To:	linux-kernel@...r.kernel.org
Cc:	mingo@...e.hu, laijs@...fujitsu.com, dipankar@...ibm.com,
	akpm@...ux-foundation.org, mathieu.desnoyers@...ymtl.ca,
	josh@...htriplett.org, niv@...ibm.com, tglx@...utronix.de,
	peterz@...radead.org, rostedt@...dmis.org, Valdis.Kletnieks@...edu,
	dhowells@...hat.com, eric.dumazet@...il.com, darren@...art.com,
	patches@...aro.org, "Paul E. McKenney" <paul.mckenney@...aro.org>,
	"Paul E. McKenney" <paulmck@...ux.vnet.ibm.com>
Subject: [PATCH tip/core/rcu 22/55] rcu: Add grace-period, quiescent-state, and call_rcu trace events

From: Paul E. McKenney <paul.mckenney@...aro.org>

Add trace events to record grace-period start and end, quiescent states,
CPUs noticing grace-period start and end, grace-period initialization,
call_rcu() invocation, tasks blocking in RCU read-side critical sections,
tasks exiting those same critical sections, force_quiescent_state()
detection of dyntick-idle and offline CPUs, CPUs entering and leaving
dyntick-idle mode (except from NMIs), CPUs coming online and going
offline, and CPUs being kicked for staying in dyntick-idle mode for too
long (as in many weeks, even on 32-bit systems).

Signed-off-by: Paul E. McKenney <paul.mckenney@...aro.org>
Signed-off-by: Paul E. McKenney <paulmck@...ux.vnet.ibm.com>

rcu: Add the rcu flavor to callback trace events

The earlier trace events for registering RCU callbacks and for invoking
them did not include the RCU flavor (rcu_bh, rcu_preempt, or rcu_sched).
This commit adds the RCU flavor to those trace events.
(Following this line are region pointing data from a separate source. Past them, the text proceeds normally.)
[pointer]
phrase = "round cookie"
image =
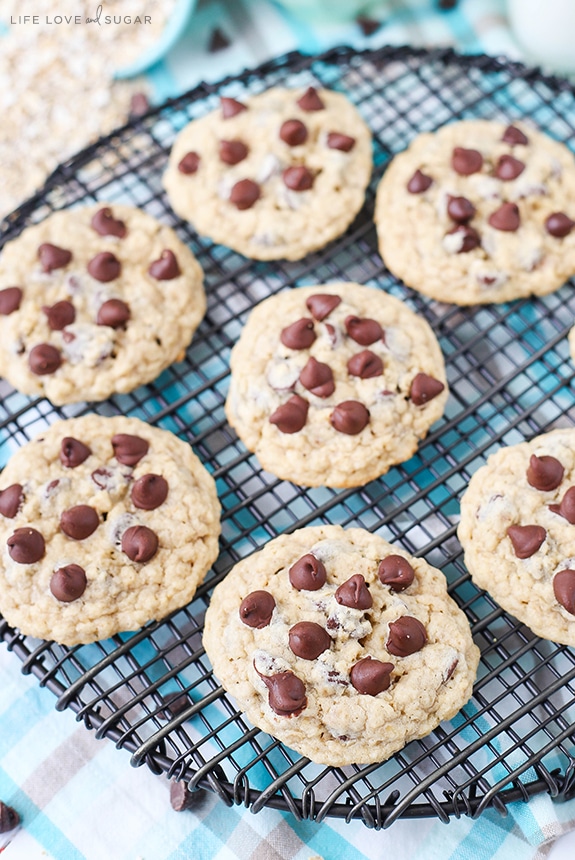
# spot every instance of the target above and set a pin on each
(340, 645)
(93, 301)
(275, 176)
(518, 532)
(479, 212)
(105, 524)
(331, 385)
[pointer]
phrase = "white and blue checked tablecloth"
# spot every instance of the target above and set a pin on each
(79, 797)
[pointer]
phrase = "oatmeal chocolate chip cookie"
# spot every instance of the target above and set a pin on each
(479, 212)
(275, 176)
(340, 645)
(105, 524)
(518, 532)
(331, 385)
(94, 301)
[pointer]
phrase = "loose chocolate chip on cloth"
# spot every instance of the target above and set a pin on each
(342, 682)
(273, 176)
(518, 533)
(105, 523)
(79, 300)
(479, 211)
(332, 385)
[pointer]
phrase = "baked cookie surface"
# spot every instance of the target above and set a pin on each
(333, 384)
(274, 177)
(479, 212)
(340, 645)
(518, 532)
(93, 301)
(105, 524)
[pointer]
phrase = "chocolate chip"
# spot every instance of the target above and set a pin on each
(104, 223)
(52, 257)
(544, 473)
(406, 636)
(514, 135)
(293, 132)
(466, 161)
(564, 589)
(298, 178)
(349, 417)
(460, 209)
(299, 335)
(424, 388)
(26, 546)
(508, 168)
(44, 358)
(68, 583)
(308, 573)
(232, 151)
(166, 267)
(149, 492)
(310, 100)
(189, 163)
(60, 315)
(244, 194)
(365, 364)
(139, 543)
(506, 218)
(396, 572)
(286, 693)
(10, 300)
(317, 377)
(419, 183)
(526, 540)
(291, 416)
(114, 313)
(308, 640)
(354, 593)
(73, 452)
(257, 608)
(559, 225)
(370, 676)
(10, 500)
(79, 522)
(104, 267)
(231, 107)
(129, 450)
(321, 305)
(343, 142)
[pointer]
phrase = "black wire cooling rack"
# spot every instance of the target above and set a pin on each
(510, 377)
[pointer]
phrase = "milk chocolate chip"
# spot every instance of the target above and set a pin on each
(308, 573)
(26, 546)
(257, 608)
(149, 492)
(544, 473)
(308, 640)
(68, 583)
(396, 572)
(354, 593)
(526, 540)
(406, 636)
(370, 676)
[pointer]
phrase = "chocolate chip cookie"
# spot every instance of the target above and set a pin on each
(105, 524)
(94, 301)
(479, 212)
(331, 385)
(274, 176)
(340, 645)
(518, 532)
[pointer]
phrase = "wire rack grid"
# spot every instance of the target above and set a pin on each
(510, 377)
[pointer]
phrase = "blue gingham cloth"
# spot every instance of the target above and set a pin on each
(78, 797)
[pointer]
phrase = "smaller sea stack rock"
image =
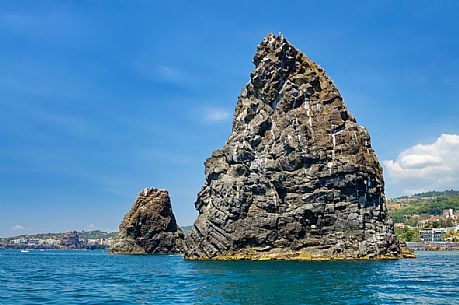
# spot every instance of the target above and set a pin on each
(149, 227)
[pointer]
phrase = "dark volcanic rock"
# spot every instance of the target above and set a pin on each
(297, 178)
(149, 227)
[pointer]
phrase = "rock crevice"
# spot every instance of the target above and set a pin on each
(297, 177)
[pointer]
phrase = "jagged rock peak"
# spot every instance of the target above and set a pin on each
(149, 227)
(297, 177)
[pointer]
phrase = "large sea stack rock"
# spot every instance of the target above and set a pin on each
(149, 227)
(297, 178)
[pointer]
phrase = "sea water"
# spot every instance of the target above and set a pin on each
(95, 277)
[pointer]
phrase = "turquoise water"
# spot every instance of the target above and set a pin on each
(85, 277)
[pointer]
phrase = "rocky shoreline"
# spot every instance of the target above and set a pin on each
(297, 178)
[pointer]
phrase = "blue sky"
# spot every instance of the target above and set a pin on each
(100, 99)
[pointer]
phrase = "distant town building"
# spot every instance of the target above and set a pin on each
(71, 240)
(432, 235)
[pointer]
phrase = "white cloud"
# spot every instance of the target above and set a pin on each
(217, 115)
(17, 227)
(426, 167)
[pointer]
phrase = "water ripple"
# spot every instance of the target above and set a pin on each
(82, 277)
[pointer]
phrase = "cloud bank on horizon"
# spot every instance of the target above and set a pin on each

Signed-off-by: Paul E. McKenney <paulmck@...ux.vnet.ibm.com>
---
 include/trace/events/rcu.h |  345 ++++++++++++++++++++++++++++++++++++++++++--
 kernel/rcu.h               |    6 +-
 kernel/rcutiny.c           |    4 +-
 kernel/rcutree.c           |   45 ++++++-
 kernel/rcutree.h           |    1 +
 kernel/rcutree_plugin.h    |   22 +++-
 6 files changed, 399 insertions(+), 24 deletions(-)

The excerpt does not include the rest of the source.